Notre peau est cette surface, parfois limite/frontière/barrière à laquelle se rattache/se raccroche notre identité et qui raconte autant notre culture que nos joies et nos combats quotidiens : peau-identité, peau-mémoire mais aussi peau-vivante, mouvante, qui, minute après minute, échange avec l’extérieur, imprime perceptions, sensations, émotions, et écrit l’histoire individuelle : la peau comme territoire.

 

Un homme, une femme. Il est noir, d’Afrique, elle est blanche, occidentale.

Comment se dire ? Comment vivre ensemble aujourd’hui ?

DES PEAUX session interroge l’espace de la rencontre. De quoi s’agit-il ? Du soi vécu comme territoire, de la dépossession du soi et d’un espace d’échange sincère à construire.

La parole est donnée aux corps, aux rythmes, aux déplacements dans espaces… qui marquent la présence/absence à soi et à l’autre.

 

Une scène pour abolir les frontières que l’individu se construit,

Une scène pour déchiffrer l’autre pas à pas et peau à peau…

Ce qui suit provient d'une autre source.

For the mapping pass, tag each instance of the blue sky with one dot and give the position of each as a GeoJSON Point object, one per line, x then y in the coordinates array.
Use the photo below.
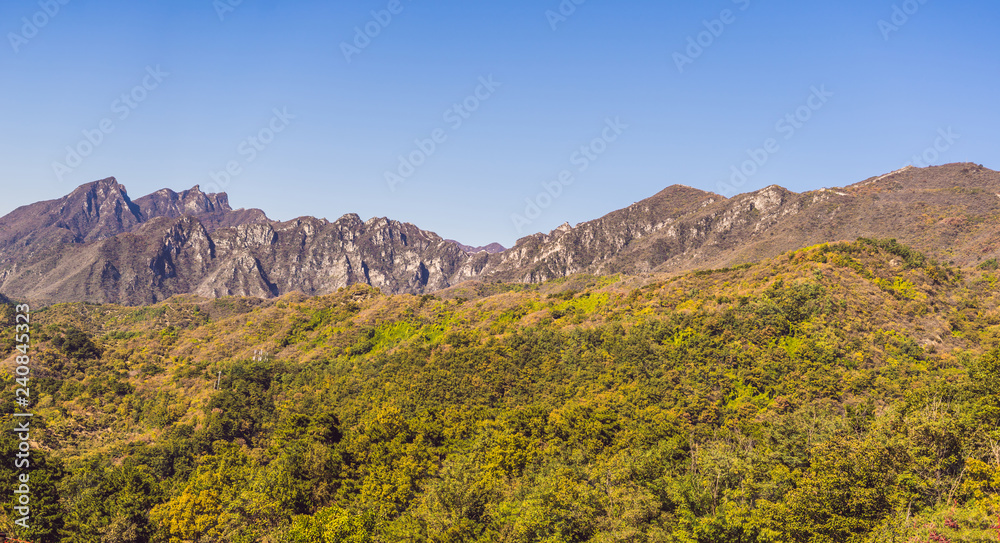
{"type": "Point", "coordinates": [172, 93]}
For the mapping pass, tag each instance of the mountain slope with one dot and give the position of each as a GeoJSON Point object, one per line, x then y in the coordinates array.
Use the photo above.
{"type": "Point", "coordinates": [843, 392]}
{"type": "Point", "coordinates": [97, 245]}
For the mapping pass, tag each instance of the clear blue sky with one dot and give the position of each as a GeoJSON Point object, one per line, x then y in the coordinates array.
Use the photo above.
{"type": "Point", "coordinates": [938, 70]}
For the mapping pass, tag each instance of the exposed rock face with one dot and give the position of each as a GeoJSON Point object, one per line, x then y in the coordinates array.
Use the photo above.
{"type": "Point", "coordinates": [492, 248]}
{"type": "Point", "coordinates": [97, 245]}
{"type": "Point", "coordinates": [211, 209]}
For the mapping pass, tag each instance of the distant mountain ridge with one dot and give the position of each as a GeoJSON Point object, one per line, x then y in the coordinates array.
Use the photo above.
{"type": "Point", "coordinates": [98, 245]}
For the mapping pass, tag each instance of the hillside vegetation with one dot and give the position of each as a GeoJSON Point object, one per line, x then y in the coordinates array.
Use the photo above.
{"type": "Point", "coordinates": [846, 392]}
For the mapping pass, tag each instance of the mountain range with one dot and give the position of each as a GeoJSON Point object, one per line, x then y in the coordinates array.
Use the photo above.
{"type": "Point", "coordinates": [98, 245]}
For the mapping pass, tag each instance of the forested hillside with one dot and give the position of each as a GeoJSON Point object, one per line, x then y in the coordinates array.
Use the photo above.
{"type": "Point", "coordinates": [843, 392]}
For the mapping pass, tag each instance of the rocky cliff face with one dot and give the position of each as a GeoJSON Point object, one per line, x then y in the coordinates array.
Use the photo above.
{"type": "Point", "coordinates": [97, 245]}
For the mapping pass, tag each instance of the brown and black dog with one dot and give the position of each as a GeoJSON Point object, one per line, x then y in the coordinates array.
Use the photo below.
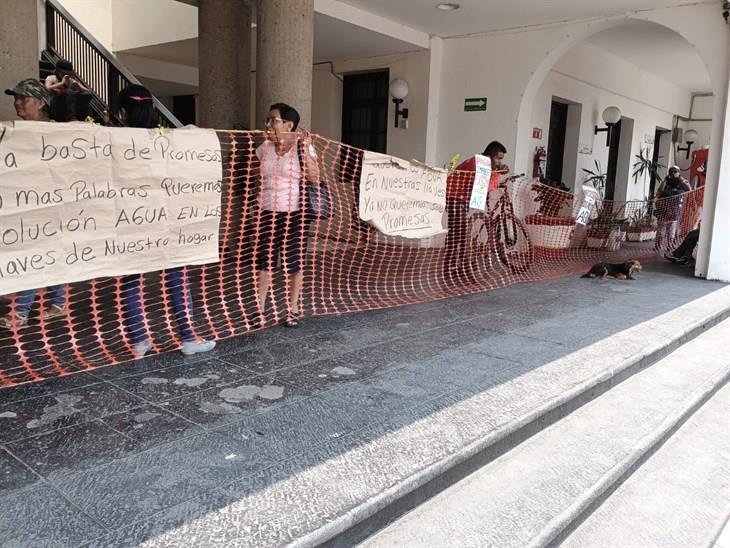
{"type": "Point", "coordinates": [618, 271]}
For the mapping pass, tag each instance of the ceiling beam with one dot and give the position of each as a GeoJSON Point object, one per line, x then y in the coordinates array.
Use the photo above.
{"type": "Point", "coordinates": [372, 22]}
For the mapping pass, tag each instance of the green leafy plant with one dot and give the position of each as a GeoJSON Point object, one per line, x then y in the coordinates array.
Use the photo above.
{"type": "Point", "coordinates": [642, 218]}
{"type": "Point", "coordinates": [597, 177]}
{"type": "Point", "coordinates": [646, 166]}
{"type": "Point", "coordinates": [551, 197]}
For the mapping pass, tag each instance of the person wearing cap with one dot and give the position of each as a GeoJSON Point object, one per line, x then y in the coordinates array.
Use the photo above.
{"type": "Point", "coordinates": [70, 97]}
{"type": "Point", "coordinates": [138, 110]}
{"type": "Point", "coordinates": [32, 101]}
{"type": "Point", "coordinates": [669, 205]}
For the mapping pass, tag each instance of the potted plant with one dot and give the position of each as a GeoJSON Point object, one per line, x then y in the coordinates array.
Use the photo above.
{"type": "Point", "coordinates": [596, 177]}
{"type": "Point", "coordinates": [642, 225]}
{"type": "Point", "coordinates": [548, 227]}
{"type": "Point", "coordinates": [645, 165]}
{"type": "Point", "coordinates": [607, 230]}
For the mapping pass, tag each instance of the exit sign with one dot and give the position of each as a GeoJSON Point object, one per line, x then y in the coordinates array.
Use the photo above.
{"type": "Point", "coordinates": [475, 104]}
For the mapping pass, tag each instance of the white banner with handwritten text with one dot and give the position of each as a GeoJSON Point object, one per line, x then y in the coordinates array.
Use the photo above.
{"type": "Point", "coordinates": [402, 198]}
{"type": "Point", "coordinates": [79, 201]}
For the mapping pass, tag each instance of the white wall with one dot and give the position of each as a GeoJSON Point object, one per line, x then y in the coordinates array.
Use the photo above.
{"type": "Point", "coordinates": [412, 67]}
{"type": "Point", "coordinates": [95, 16]}
{"type": "Point", "coordinates": [594, 78]}
{"type": "Point", "coordinates": [140, 23]}
{"type": "Point", "coordinates": [326, 102]}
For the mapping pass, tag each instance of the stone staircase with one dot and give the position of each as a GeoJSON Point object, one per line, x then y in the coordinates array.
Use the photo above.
{"type": "Point", "coordinates": [487, 451]}
{"type": "Point", "coordinates": [645, 464]}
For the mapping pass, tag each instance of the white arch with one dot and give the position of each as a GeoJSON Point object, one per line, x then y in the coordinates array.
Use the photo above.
{"type": "Point", "coordinates": [696, 25]}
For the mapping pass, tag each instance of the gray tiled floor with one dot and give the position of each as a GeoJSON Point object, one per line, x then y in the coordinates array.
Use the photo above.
{"type": "Point", "coordinates": [114, 456]}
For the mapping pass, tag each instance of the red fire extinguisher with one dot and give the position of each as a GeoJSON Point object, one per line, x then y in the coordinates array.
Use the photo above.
{"type": "Point", "coordinates": [538, 162]}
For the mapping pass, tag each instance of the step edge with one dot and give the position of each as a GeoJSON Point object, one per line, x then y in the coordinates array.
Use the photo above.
{"type": "Point", "coordinates": [501, 440]}
{"type": "Point", "coordinates": [560, 527]}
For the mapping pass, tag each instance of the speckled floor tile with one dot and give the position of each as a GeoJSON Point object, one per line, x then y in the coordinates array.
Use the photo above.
{"type": "Point", "coordinates": [129, 489]}
{"type": "Point", "coordinates": [151, 425]}
{"type": "Point", "coordinates": [180, 380]}
{"type": "Point", "coordinates": [13, 474]}
{"type": "Point", "coordinates": [40, 518]}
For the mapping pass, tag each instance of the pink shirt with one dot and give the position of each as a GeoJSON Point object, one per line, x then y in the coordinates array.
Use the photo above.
{"type": "Point", "coordinates": [280, 178]}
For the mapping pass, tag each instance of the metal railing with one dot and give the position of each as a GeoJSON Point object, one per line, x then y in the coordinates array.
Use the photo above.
{"type": "Point", "coordinates": [95, 66]}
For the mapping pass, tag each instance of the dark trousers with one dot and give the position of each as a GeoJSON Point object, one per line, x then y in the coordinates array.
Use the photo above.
{"type": "Point", "coordinates": [457, 238]}
{"type": "Point", "coordinates": [687, 246]}
{"type": "Point", "coordinates": [133, 312]}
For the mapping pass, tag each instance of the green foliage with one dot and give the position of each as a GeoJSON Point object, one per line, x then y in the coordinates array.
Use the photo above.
{"type": "Point", "coordinates": [645, 165]}
{"type": "Point", "coordinates": [597, 177]}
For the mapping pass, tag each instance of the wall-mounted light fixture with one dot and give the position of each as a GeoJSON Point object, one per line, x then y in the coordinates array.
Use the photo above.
{"type": "Point", "coordinates": [611, 116]}
{"type": "Point", "coordinates": [399, 91]}
{"type": "Point", "coordinates": [690, 137]}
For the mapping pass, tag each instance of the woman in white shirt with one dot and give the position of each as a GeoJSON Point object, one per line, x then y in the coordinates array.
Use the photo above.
{"type": "Point", "coordinates": [281, 228]}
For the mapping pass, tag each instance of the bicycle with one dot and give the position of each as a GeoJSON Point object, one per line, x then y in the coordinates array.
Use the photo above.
{"type": "Point", "coordinates": [499, 232]}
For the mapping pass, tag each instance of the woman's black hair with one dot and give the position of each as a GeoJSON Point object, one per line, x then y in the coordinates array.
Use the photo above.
{"type": "Point", "coordinates": [137, 101]}
{"type": "Point", "coordinates": [287, 113]}
{"type": "Point", "coordinates": [495, 147]}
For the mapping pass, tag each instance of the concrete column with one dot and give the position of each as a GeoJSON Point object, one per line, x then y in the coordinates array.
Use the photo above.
{"type": "Point", "coordinates": [713, 251]}
{"type": "Point", "coordinates": [224, 42]}
{"type": "Point", "coordinates": [245, 116]}
{"type": "Point", "coordinates": [284, 55]}
{"type": "Point", "coordinates": [19, 53]}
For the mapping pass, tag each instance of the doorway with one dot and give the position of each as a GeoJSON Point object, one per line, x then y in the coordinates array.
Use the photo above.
{"type": "Point", "coordinates": [613, 154]}
{"type": "Point", "coordinates": [365, 110]}
{"type": "Point", "coordinates": [556, 141]}
{"type": "Point", "coordinates": [660, 154]}
{"type": "Point", "coordinates": [183, 107]}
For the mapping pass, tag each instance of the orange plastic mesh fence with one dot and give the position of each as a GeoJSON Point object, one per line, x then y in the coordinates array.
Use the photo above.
{"type": "Point", "coordinates": [342, 264]}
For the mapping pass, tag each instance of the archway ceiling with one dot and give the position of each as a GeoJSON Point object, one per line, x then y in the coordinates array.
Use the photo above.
{"type": "Point", "coordinates": [475, 16]}
{"type": "Point", "coordinates": [658, 50]}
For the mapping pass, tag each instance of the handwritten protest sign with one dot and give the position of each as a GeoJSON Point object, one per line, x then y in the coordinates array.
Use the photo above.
{"type": "Point", "coordinates": [588, 206]}
{"type": "Point", "coordinates": [483, 173]}
{"type": "Point", "coordinates": [402, 198]}
{"type": "Point", "coordinates": [79, 201]}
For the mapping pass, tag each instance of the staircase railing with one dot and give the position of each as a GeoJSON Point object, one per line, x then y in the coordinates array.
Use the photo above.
{"type": "Point", "coordinates": [96, 67]}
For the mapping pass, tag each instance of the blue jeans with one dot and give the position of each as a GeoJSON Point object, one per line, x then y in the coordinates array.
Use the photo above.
{"type": "Point", "coordinates": [133, 315]}
{"type": "Point", "coordinates": [24, 299]}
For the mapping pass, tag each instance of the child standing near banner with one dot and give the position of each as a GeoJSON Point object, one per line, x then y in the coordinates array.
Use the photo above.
{"type": "Point", "coordinates": [285, 168]}
{"type": "Point", "coordinates": [458, 195]}
{"type": "Point", "coordinates": [32, 102]}
{"type": "Point", "coordinates": [137, 110]}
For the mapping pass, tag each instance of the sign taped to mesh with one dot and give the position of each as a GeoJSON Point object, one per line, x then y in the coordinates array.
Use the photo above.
{"type": "Point", "coordinates": [402, 198]}
{"type": "Point", "coordinates": [79, 201]}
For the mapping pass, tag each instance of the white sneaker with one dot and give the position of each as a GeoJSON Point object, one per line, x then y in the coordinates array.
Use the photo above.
{"type": "Point", "coordinates": [196, 347]}
{"type": "Point", "coordinates": [142, 348]}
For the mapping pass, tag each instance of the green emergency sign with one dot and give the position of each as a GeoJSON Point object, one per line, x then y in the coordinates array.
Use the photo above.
{"type": "Point", "coordinates": [475, 104]}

Une scène où se déplacer librement ne serait pas un droit que pour certains.

Une scène pour faire du déplacement ce qui (re)lie et non ce qui nous sépare...

 

DES PEAUX session poursuit une réflexion sur les rapports de domination à l’échelle humaine, individuelle. Peut-on imaginer des territoires communs? Qu’est ce qui est important: l’Homme ou le passeport?

 

 

 

 

 

 

 

 

 




 

 

 

 

 

 

 

 

 

 


LE TRAPU : Le passeport est la partie la plus noble de l’homme. D’ailleurs, un passeport ne se fabrique pas aussi facilement qu’un homme. On peut faire un homme n’importe où, le plus étourdiment du monde et sans motif raisonnable ; un passeport, jamais. Aussi reconnaît-on la valeur d’un bon passeport, tandis que la valeur d’un homme, si grande qu’elle soit, n’est pas forcement reconnue.


LE GRAND : Disons que l’homme n’est que le véhicule matériel du passeport. On lui fourre le passeport dans la poche intérieure du veston, tout comme, à la banque, on met un paquet d’actions dans un coffre-fort. En soi, le coffre n’a aucune valeur, mais il contient des objets de valeurs.

Bertolt Brecht - Dialogues d’exilés.